Every number below was verified on 16 July 2026 against Alphabet’s SEC filings and market data — sources linked as we go.
Google’s London office. One company — two tickers on the Nasdaq. Photo: Karollyne Videira Hubert / Unsplash.
The two tickers side by side
| GOOGL | GOOG | |
|---|---|---|
| Share class | Class A | Class C |
| Voting rights | 1 vote per share | None |
| Price (15 Jul 2026 close) | $370.92 | $370.21 |
| Quarterly dividend | $0.22 | $0.22 |
| Listed on | Nasdaq | Nasdaq |
| In the S&P 500 | Yes | Yes |
| Created | Google’s 2004 IPO | April 2014 split |
There is also a Class B share you can’t buy: unlisted stock carrying 10 votes per share, held almost entirely by the founders and early insiders. It’s the reason the A/C distinction matters less than it looks — more below.
Why Alphabet has two tickers at all
In April 2014, Google executed an unusual stock split: every Class A shareholder received one new Class C share per share held. The C shares took the original ticker, GOOG; the voting A shares moved to GOOGL. The point wasn’t shareholder value — it was control. Google could keep issuing stock to employees and for acquisitions using non-voting C shares, without eroding the founders’ voting majority held in Class B.
The split came with a built-in acknowledgment that non-voting shares might be worth less: a court-approved settlement mechanism compensated Class C holders (roughly half a billion dollars’ worth in 2015) when the two prices initially diverged. Since then, the market has priced the vote at almost nothing — the gap between GOOGL and GOOG has generally stayed within a fraction of a percent, flipping direction from time to time. At yesterday’s close it was about 0.19%, with the voting share on top ($370.92 vs $370.21).
Both classes went through the 20-for-1 split in July 2022, which is why the prices look modest relative to Alphabet’s size.
The vote you’d be buying is (almost) symbolic
Here’s the number that settles most of the GOOG-vs-GOOGL debate. Per Alphabet’s 2026 proxy statement, as of April 2026 Larry Page and Sergey Brin beneficially owned about 89% of the Class B stock — roughly 52.7% of Alphabet’s total voting power (Page ~27.4%, Brin ~25.3%).

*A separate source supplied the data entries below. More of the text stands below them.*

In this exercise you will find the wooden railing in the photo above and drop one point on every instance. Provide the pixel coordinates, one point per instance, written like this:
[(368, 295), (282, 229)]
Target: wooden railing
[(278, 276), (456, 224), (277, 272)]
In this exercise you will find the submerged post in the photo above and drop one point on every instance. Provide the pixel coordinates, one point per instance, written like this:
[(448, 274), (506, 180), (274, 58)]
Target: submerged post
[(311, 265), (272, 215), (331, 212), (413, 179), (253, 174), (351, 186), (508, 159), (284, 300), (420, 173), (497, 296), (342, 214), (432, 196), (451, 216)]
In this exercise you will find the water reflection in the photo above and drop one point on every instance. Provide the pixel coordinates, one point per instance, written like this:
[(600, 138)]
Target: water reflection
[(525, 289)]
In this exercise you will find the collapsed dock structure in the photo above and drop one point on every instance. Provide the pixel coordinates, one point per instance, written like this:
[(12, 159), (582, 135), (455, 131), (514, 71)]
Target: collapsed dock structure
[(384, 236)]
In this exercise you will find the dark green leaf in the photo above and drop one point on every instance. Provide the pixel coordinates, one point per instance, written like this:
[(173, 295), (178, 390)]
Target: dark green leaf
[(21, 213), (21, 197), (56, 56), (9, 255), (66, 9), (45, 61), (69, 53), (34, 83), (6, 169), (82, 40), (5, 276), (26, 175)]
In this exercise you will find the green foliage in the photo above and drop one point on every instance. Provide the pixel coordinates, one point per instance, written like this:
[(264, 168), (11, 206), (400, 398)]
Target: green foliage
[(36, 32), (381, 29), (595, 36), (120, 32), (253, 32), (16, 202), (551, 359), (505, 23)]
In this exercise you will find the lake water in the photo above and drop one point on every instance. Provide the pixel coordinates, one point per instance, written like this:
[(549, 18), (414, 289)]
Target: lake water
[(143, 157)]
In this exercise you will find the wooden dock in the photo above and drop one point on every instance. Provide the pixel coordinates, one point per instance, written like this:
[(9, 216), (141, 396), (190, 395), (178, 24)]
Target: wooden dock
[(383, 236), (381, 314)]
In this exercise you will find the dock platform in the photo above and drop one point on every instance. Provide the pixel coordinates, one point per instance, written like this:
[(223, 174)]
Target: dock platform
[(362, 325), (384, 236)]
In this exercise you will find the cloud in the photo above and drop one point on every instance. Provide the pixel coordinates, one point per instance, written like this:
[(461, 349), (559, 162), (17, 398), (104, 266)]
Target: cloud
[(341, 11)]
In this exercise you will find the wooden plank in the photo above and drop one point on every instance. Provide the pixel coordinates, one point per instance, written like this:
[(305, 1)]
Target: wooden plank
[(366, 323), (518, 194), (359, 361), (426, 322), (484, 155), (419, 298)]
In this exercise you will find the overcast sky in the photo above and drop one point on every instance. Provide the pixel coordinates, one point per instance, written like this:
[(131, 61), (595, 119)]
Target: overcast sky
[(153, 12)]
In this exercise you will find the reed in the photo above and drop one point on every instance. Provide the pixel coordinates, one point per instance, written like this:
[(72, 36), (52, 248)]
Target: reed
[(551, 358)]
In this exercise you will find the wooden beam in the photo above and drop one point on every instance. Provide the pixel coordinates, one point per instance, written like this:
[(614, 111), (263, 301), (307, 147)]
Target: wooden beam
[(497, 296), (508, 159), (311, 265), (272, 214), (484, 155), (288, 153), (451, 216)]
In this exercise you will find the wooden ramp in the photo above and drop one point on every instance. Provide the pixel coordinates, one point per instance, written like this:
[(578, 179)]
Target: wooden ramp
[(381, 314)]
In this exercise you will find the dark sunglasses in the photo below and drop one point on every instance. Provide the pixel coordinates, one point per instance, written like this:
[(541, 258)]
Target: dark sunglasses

A majority is a majority: no combination of A-share votes outvotes the founders on anything they agree on. Shareholder proposals asking to equalize voting rights have been filed — and voted down — year after year, for exactly this reason. If you’re buying GOOGL for the vote, know what the vote can actually do: register a preference, not change an outcome.
That’s not an argument against GOOGL. It’s an argument that the choice barely matters, which is itself useful information when the internet insists on a debate.
Dividends, buybacks and index funds treat them the same
- Dividends: Alphabet started paying dividends in 2024 and has raised them since — the board declared $0.22 per share for Q2 2026, a 5% increase, paid identically on Class A, B and C (SEC 8-K).
- Buybacks: Alphabet’s repurchase program buys back stock in both listed classes; buybacks shrink the share count and support both prices without preferring either ticker.
- Indexes: the S&P 500 carries both GOOGL and GOOG (it’s one of the reasons the index lists 503 tickers for 500 companies). If you own an S&P 500 or total-market fund, you already own both and this whole question is settled for you.
So which one should you buy?
The honest framework, in order:
- You want the theoretical governance right, or you just prefer owning the “full” share: buy GOOGL. Cost of that preference at yesterday’s close: about 0.2%.
- You want maximum value per dollar and nothing else: check both quotes at the moment you buy and take the cheaper one — historically that has often been GOOG, though the gap flips. On a $1,000 purchase, a 0.2% difference is $2; don’t overthink it.
- You hold index funds: do nothing. You own both at market weights already.
There is no scenario where the choice between the two tickers meaningfully changes your return. Alphabet’s business performance will decide that; the share class won’t.
Buying GOOG or GOOGL from outside the US — what actually costs you money
Most guides to this question are written for Americans. If you’re an expat, freelancer or investor outside the US — our usual reader — three things matter more than the A-vs-C debate:
1. File the W-8BEN before the dividend hits. Now that Alphabet pays dividends, withholding is real money: the US takes 30% of dividends by default from non-resident investors, typically reduced to 15% under most tax treaties (UK, Switzerland, Germany and most of the EU included) once your broker has a valid W-8BEN on file. Reputable international brokers collect it at signup — if yours didn’t, ask why.
2. The FX conversion is often your biggest fee. Buying a USD stock from a EUR, GBP or CHF account means converting currency, and brokers’ conversion margins vary from ~0.1% to well over 1% — frequently more than the commission and more than the entire GOOG/GOOGL price gap. It’s the same fee mechanics we track for getting paid across borders; run your amount through our true-cost calculator to see what a conversion really costs, and the statistics page for the market-wide numbers.
3. Large single-stock positions have a US estate-tax wrinkle. Non-residents holding more than $60,000 of US-situs assets can fall under US estate tax rules unless a treaty intervenes (IRS overview). For a diversified portfolio via an Irish-domiciled ETF this usually doesn’t bite; for a big direct Alphabet position it can. Not tax advice — if six figures of GOOG is in your plan, spend an hour with a cross-border tax adviser first.
If you don’t have a broker yet, eToro offers commission-free US stocks (including fractional shares) to investors in most European countries — your capital is at risk, and FX conversion fees apply on non-USD deposits, so check their current fee page against the calculator above before funding.
Bottom line
GOOGL gives you a vote that can’t change outcomes; GOOG gives you the same company about 0.2% cheaper (as of this week — the gap moves). Same dividend, same index membership, same business. Pick either, or let your index fund pick both — and if you’re buying from outside the US, put your attention where the real costs are: the W-8BEN, and the currency conversion.